Analysis Helpers¶

Overview¶

The analysis package provides five post-processing analyzers that extract deeper insights from a completed SimulationResults object. StatisticalAnalyzer computes descriptive statistics and confidence intervals; SensitivityAnalyzer ranks tasks by their Spearman rank correlation with total project duration; CriticalPathAnalyzer surfaces task criticality indices and the most frequent end-to-end critical sequences; StaffingAnalyzer recommends team sizes using a Brooks's Law–inspired communication-overhead model; and CostAnalyzer computes per-task cost sensitivity and the correlation between cost and schedule duration.

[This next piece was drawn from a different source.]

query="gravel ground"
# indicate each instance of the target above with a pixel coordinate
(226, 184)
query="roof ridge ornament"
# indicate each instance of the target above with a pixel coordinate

When to use this module: Use these analyzers when you need custom thresholds, deeper statistical breakdowns, or want to integrate simulation insights into your own tooling beyond what the CLI output provides.

Capability	Description
Descriptive statistics	Mean, median, std dev, CV, min/max on any duration array
Percentile calculation	Arbitrary percentile queries on simulation output
Confidence intervals	Bootstrap confidence interval at configurable confidence level
Sensitivity ranking	Spearman rank correlation of each task's duration against total project duration
Critical-path analysis	Per-task criticality index (0–1) and most frequent full path sequences
Staffing recommendations	Team-size vs. delivery-date trade-offs across senior/mixed/junior profiles
Cost sensitivity analysis	Per-task Spearman rank correlation of task cost against total project cost, and Pearson correlation between total cost and total duration

Background: Spearman rank correlation — SensitivityAnalyzer converts each task's sampled durations and the total project durations to ranks before computing the correlation coefficient, making it robust to non-normal distributions and outliers. A coefficient near 1.0 means that task's duration strongly drives the overall schedule.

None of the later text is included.